- Directed by: Jürgen Roland (Episode 1) Hans Heinrich (Episode 2) Reinhard Elsner (Episode 3)
- Written by: Wolfgang Menge (Episode 1) Reinhard Elsner (Episode 2) Ernst Hasselbach (Episode 2) Gustav Lehmann (Episode 3)
- Produced by: Fritz Anton
- Starring: Monika Peitsch Paul Esser Hilde Sessak
- Cinematography: Herbert Geier Bruno Mondi
- Edited by: Liselotte Schumacher
- Music by: Willy Mattes Klaus Günter Neumann
- Distributed by: Cinephon-Film GmbH
- Release date: 1959;
- Running time: 81 minutes
- Country: West Germany
- Language: German

= For Love and Others =

For Love and Others (original German title: Unser Wunderland bei Nacht) is a 1959 West German anthology film, directed by Jürgen Roland, Hans Heinrich and Reinhard Elsner. The film stars Monika Peitsch, Angelika Meissner and Paul Esser.

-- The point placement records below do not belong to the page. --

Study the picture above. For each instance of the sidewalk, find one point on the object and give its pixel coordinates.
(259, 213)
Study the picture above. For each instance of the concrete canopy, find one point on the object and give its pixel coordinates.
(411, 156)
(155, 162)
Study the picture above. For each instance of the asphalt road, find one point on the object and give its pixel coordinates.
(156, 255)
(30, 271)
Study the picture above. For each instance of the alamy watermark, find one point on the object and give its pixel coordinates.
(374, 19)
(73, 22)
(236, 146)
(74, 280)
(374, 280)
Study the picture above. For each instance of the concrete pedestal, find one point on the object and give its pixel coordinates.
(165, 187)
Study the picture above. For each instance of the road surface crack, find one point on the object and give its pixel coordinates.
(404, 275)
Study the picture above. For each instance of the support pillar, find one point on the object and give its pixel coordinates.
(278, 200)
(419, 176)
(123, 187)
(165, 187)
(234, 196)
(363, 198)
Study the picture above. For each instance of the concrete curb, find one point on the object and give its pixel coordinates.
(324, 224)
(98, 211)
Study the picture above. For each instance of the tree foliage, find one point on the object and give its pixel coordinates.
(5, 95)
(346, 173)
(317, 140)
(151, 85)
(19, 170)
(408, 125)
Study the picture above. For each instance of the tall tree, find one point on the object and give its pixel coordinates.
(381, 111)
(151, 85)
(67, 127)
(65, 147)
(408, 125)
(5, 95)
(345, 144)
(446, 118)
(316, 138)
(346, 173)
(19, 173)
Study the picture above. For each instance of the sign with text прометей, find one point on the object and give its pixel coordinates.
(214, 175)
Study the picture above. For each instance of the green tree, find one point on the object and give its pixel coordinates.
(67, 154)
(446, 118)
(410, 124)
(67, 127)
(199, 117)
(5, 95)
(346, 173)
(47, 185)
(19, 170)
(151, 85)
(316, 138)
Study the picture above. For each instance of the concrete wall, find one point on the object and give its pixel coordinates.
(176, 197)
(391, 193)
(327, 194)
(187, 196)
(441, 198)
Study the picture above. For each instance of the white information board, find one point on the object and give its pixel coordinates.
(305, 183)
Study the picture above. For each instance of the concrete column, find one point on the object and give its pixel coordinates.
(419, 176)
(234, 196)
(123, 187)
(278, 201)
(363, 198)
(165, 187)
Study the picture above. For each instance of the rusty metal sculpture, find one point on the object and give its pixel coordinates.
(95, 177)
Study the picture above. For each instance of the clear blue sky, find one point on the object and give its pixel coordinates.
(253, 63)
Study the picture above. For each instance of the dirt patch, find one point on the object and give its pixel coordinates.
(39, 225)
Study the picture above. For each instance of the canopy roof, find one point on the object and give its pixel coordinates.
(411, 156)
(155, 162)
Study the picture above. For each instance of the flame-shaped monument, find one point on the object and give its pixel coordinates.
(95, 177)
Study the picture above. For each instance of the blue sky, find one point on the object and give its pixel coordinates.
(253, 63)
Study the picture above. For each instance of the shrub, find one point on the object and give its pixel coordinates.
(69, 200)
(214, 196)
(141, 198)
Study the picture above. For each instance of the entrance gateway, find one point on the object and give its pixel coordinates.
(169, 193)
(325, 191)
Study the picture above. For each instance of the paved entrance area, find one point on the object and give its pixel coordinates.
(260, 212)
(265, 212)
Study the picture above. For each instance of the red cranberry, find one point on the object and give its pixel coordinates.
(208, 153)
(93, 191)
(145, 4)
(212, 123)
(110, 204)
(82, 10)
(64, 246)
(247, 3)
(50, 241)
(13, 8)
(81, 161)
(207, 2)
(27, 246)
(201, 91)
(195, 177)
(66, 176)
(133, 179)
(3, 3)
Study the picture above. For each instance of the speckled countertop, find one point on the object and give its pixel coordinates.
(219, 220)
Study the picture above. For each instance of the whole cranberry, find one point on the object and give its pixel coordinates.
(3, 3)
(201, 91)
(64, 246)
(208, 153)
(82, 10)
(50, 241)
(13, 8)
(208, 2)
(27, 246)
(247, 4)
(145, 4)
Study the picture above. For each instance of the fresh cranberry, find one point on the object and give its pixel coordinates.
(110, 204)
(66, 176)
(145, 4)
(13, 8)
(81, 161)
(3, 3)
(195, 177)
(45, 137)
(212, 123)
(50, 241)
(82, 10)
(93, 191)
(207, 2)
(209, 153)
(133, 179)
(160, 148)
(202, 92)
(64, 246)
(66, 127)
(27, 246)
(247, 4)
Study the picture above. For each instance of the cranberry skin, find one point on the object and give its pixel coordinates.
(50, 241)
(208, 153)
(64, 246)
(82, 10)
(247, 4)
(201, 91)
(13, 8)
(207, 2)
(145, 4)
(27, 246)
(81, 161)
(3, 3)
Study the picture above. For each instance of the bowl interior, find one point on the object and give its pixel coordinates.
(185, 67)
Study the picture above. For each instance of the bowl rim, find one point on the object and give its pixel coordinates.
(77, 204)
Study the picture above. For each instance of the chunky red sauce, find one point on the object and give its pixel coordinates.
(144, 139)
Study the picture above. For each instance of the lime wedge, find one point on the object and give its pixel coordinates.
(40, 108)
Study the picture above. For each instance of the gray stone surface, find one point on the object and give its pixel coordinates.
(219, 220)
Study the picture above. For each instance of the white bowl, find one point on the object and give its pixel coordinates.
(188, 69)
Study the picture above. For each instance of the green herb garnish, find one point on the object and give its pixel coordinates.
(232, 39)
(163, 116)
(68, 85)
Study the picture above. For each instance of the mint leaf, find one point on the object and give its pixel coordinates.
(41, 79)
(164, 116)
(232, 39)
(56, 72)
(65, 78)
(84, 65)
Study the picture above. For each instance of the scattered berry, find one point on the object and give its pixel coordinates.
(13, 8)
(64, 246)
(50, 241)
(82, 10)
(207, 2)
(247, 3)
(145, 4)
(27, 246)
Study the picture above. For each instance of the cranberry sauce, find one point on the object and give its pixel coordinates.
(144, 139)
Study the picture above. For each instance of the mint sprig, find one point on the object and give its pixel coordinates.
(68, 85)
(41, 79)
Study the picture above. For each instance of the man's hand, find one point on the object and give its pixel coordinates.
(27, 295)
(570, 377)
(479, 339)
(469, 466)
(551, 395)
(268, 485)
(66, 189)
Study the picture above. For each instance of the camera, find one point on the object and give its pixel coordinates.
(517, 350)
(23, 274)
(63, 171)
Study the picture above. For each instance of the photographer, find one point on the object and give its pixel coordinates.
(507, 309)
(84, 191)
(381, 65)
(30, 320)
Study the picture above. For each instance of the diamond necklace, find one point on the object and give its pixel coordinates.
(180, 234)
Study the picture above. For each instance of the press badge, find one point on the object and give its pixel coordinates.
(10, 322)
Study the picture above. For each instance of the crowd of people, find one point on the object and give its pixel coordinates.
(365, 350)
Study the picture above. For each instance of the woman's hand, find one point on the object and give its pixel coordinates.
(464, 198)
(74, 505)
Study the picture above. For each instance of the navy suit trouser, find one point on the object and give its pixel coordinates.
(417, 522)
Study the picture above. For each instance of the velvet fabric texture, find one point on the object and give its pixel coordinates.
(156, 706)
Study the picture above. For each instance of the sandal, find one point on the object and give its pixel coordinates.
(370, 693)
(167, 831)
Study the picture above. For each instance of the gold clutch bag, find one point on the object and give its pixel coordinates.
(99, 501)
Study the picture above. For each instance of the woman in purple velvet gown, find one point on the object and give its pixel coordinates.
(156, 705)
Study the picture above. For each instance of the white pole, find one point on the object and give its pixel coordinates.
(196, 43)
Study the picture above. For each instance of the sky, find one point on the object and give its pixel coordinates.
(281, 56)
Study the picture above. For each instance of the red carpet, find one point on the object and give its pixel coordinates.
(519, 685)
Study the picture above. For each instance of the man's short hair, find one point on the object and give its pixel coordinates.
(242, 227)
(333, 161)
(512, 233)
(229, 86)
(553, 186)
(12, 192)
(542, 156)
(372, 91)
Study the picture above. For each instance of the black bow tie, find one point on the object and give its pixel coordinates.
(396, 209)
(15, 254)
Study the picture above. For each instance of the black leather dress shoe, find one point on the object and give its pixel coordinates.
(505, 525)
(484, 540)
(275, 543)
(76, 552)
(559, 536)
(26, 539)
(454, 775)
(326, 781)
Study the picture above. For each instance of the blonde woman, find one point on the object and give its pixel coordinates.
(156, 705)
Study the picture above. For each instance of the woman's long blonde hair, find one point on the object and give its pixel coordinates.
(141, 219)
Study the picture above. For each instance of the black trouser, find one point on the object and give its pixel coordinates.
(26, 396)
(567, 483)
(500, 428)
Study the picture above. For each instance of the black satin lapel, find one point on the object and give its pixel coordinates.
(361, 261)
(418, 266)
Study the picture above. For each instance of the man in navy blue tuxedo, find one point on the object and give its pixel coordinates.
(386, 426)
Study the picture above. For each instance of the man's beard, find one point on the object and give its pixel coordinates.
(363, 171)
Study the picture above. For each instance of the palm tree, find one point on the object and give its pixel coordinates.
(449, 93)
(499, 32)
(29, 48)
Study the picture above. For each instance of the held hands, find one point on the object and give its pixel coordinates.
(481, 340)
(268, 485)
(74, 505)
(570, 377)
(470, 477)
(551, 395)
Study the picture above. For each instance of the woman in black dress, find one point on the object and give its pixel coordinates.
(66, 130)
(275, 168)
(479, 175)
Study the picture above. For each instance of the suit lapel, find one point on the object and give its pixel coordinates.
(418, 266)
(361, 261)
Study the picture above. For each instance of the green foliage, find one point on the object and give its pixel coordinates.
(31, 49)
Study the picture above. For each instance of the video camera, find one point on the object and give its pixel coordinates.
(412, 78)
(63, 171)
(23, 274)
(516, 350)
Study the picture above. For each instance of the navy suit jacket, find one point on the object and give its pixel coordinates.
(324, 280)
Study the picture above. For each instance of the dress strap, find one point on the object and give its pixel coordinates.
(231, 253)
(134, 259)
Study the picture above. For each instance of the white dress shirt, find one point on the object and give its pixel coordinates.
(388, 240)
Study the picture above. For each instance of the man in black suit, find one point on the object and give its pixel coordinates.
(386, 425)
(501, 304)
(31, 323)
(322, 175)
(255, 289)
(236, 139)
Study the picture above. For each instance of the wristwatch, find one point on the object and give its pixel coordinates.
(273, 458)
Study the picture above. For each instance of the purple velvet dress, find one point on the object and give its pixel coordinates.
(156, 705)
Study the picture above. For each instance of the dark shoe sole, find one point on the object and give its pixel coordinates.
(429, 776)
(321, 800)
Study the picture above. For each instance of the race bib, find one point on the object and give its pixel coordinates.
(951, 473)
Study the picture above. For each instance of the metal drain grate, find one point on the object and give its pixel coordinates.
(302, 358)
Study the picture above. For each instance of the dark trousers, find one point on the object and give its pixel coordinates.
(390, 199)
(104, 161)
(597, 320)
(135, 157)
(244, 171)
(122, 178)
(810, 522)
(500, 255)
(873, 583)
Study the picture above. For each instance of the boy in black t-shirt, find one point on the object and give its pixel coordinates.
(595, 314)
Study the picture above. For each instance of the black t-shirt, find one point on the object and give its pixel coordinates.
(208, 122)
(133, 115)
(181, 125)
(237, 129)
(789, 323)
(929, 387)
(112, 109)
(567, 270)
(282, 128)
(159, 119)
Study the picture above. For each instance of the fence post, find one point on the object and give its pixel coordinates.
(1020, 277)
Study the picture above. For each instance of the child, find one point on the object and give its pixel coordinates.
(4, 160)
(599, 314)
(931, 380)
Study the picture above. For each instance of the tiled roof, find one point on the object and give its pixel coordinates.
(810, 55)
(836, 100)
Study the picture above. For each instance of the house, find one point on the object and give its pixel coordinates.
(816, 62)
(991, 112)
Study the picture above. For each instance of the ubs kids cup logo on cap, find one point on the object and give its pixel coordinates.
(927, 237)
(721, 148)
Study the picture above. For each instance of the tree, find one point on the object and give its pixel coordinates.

Better known than the film is the music. The main theme, composed by Klaus Günter Neumann, is Wonderland by Night, a Billboard number one hit in Bert Kaempfert's version from 1961.

==Plot==
Three episodes from the shadow region of the 1950s West German Wirtschaftswunder: brutality and sentimentalities at the Davidswache at Hamburg's Reeperbahn (episode 1), two young girls of good family in a Munich milieu of Halbstarke (episode 2), corrupt businessmen in bed of a Düsseldorf callgirl (episode 3).

==Cast==
- Paul Esser as Hauptwachtmeister Siegel (Episode 1)
- Hilde Sessak as Frau Lührmann (Episode 1)
- Angelika Meissner as Helga Barufka (Episode 2)
- Monika Peitsch as Bessy Neuhaus (Episode 2)
- Friedrich Schoenfelder as Generaldirektor Schreiber (Episode 3)
- Cora Roberts as Das Fräulein Doktor (Episode 3)
- Steffi Stroux as Gräfin Reichswitz (Episode 3)
- Hildegard Grethe as Die alte Frau

== Censorship ==
When For Love and Others was first released in Italy in 1960 the Committee for the Theatrical Review of the Italian Ministry of Cultural Heritage and Activities rated it as VM16: not suitable for children under 16. The reason for the age restriction, cited in the official documents, was that the episodes featured prostitution and erotic scenes. In addition the committee imposed the removal of the following scene: 1) reel 8 – dialogue on page 5 and 6 – from Flessing's line: "...yes, I have been told already today..." to line: "Freddy, I'm on my way..."; 2) reel 10 – dialogue on page 4 and 5 – from Freddy's line: "I love frills" to Backside's line: "Freddy, kill the light...". The official document number is: 31818, it was signed on 29 April 1960 by Minister Domenico Magrì.